Looks familiar? Uh oh — seems I got you.

So what's wrong with that line?

The most obvious giveaway is the double occurrence of your app's name. Ever wondered why you should have to put your templates in a directory named after the app that the current templates directory belongs to? No? Aww, you disappoint me. Aren't we developer types supposed to be lazy and such?

Anyway, if you never asked yourself that question, chances are this hasn't occurred to your either: Why would anyone ever want to put a template for one app in the templates directory of another app. Most likely that is because pretty much nobody ever would want to do that.

But that's the Django way!

No, sorry to disappoint you. And no that does not help with a structured project layout. Remember that it's good style to design Django apps as reusable? You probably do and you are probably thinking: "Haha! Right! Now what do you say to that?!" I answer: My point exactly.

Let's assume you strife to design your apps in a reusable manner. Good for you. Now think of how often you have multiple projects with equaling HTML layouts. My guess is you don't have those very often. So that means the templates that came with your neat reusable app have to be customized to the project. And suddenly your app isn't that reusable anymore just because you bundled templates with it.

But my web designer…

Apart from that you aren't doing your designer a favor either. If you put your templates inside of your app structure the poor guy/girl will have to dig through all those funny .py and .pyc files. I hear those contain some of the strange stuff those weird corder guys mess around with.

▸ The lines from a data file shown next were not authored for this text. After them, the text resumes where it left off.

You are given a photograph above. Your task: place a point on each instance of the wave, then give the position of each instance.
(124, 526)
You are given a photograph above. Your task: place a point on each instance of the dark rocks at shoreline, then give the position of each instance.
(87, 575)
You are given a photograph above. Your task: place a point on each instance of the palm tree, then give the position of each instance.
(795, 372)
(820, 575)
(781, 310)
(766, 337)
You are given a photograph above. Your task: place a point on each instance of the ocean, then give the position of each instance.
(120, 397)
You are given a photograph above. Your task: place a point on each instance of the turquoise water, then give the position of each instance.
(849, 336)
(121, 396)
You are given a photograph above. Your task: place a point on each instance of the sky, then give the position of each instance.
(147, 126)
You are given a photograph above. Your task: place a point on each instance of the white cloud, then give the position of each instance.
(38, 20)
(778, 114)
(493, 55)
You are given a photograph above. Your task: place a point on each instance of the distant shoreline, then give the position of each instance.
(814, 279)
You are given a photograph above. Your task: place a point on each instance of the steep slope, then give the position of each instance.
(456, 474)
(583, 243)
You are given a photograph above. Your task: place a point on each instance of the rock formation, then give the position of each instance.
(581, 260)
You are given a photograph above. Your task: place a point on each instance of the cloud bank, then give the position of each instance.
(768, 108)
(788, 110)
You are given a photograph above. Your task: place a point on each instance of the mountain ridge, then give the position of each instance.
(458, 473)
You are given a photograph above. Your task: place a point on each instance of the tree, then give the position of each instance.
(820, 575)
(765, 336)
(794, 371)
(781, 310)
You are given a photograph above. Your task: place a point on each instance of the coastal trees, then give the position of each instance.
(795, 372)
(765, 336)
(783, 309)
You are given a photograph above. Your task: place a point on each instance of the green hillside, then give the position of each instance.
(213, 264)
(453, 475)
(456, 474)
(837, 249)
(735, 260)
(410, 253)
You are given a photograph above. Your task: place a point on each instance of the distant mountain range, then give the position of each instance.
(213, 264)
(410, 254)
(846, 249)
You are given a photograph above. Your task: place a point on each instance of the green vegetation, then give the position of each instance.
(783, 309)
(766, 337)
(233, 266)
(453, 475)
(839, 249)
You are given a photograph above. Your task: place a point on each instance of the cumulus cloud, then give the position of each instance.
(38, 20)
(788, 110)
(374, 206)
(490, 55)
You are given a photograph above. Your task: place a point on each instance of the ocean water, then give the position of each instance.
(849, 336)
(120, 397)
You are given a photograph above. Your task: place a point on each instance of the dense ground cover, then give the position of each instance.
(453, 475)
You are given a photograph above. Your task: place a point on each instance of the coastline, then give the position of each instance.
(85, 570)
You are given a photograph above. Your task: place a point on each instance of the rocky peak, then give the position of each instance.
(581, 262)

Now if you put all your templates in one directory — possibly even outside of your Django project structure — there will be minimum contact of Python code and HTML. That's a nice thing to do for your layout guy/girl. Just point them at the directory and all they will ever see is homely .html. Once you see the happy smile on their face you will know it was the right thing to do.

Besides that you might remember that us weird coder people also like to fight the constant battle of parting layout from logic. A battle we lose often enough, so why not claim victory where it comes easy?

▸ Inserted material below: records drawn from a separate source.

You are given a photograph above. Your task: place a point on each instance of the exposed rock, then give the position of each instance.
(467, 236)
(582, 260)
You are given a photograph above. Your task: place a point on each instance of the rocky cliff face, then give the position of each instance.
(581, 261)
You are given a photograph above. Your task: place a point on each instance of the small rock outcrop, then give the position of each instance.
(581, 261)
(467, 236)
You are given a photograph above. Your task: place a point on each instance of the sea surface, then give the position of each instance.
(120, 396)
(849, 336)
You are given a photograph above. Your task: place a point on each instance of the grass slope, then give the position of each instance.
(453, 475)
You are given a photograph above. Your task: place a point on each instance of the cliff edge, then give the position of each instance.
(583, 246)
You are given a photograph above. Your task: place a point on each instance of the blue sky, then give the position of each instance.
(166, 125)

But you didn't cover my use case at all!

Of course I'm speaking generally here. There are loads of use cases in which it absolutely makes sense to bundle templates with your app. Perhaps in your case your templates simply never change because your app provides some add-on functionality like a WYSIWYG editor. Or you want to provide default templates that are at least unlikely to change much — perhaps some email templates.

The lesson here is that you probably should put your template files in an extra template directory because it makes stuff simpler. And simpler most of times equals better. If you can name a good reason why you still want to bundle your templates with your app, forget I ever said anything and carry on.